Moreover, Raisi has ambitions to replace Khamenei as the next Leader. Therefore, while consolidating his conservative base, he will be careful to faithfully follow Khamenei but also not overly antagonize other political forces, so as not to jeopardize his chances of succession.
A reformist surprise?
If, by some miracle, Raisi loses and a reformist/moderate like Hemmati wins, it would also be a mistake to expect much change, especially in foreign policy. Hemmati was outspoken about the negative consequences of Iran’s foreign policy on its economic fortunes. He insisted that Iran’s economic advancement would not be possible without improvement in its external relations , including with the United States. He also said that if Washington sends positive signals, he would be willing to meet with President Joe Biden. But, as the Supreme Leader made clear recently, foreign policy is not made in the foreign ministry or in the president’s office.
Thus, Hemmati would not be any more successful than Khatami or Rouhani in trying to resolve Iran’s difficulties with the United States or other Western states. Progress on this front will depend on the Supreme Leader’s assessments and decisions, irrespective of who is president.
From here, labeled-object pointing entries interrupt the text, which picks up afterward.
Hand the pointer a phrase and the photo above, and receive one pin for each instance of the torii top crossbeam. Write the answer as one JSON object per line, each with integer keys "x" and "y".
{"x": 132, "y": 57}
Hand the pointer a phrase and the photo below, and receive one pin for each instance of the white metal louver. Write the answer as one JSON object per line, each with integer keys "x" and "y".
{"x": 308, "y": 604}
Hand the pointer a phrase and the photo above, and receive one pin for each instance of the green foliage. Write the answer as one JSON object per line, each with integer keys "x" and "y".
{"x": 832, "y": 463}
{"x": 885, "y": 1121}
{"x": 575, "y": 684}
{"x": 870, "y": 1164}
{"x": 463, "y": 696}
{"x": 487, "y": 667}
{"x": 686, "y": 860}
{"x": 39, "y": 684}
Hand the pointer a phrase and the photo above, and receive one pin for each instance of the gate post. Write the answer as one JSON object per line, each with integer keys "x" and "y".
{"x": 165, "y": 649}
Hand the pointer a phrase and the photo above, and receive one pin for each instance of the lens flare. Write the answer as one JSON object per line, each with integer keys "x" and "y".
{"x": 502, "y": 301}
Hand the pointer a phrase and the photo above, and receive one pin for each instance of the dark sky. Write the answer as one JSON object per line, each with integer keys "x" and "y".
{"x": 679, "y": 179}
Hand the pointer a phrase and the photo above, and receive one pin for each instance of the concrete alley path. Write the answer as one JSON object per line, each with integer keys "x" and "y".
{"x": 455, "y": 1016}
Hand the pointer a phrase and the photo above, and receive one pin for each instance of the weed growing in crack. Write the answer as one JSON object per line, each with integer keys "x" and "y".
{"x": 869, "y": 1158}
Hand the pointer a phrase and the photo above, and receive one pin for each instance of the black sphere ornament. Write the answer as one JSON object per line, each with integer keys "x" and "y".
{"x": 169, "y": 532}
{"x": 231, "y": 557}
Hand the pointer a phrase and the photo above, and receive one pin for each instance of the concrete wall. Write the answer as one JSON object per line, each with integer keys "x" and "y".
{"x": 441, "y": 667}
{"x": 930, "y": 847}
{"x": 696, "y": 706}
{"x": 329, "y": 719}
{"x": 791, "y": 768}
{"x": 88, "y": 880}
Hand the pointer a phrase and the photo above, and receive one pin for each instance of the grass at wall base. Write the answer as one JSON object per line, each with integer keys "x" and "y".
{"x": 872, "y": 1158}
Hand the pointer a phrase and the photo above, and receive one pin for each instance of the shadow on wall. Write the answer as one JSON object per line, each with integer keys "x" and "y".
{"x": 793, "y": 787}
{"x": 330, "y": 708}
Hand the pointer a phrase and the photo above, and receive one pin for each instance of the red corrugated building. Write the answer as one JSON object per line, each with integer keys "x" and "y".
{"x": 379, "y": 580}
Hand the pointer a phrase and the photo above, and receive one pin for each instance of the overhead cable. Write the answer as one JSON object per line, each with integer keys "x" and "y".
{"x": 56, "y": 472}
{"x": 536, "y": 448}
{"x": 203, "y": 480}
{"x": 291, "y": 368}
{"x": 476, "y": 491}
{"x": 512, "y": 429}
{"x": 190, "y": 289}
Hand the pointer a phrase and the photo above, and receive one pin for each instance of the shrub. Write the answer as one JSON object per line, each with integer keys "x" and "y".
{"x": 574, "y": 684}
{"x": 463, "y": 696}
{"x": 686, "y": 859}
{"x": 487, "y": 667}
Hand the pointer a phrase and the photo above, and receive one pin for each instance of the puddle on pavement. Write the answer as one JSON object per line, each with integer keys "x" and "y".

But the most alarming consequence of the highly engineered nature of Iran’s current presidential election and the anticipated low turnout is that they will make positive and gradual change within Iran more difficult. The inability to make major course corrections will only exacerbate Iran’s many problems, thus increasing the risk of upheaval.
Such a prospect augurs ill for Iran, the region, and those states with stakes in the region.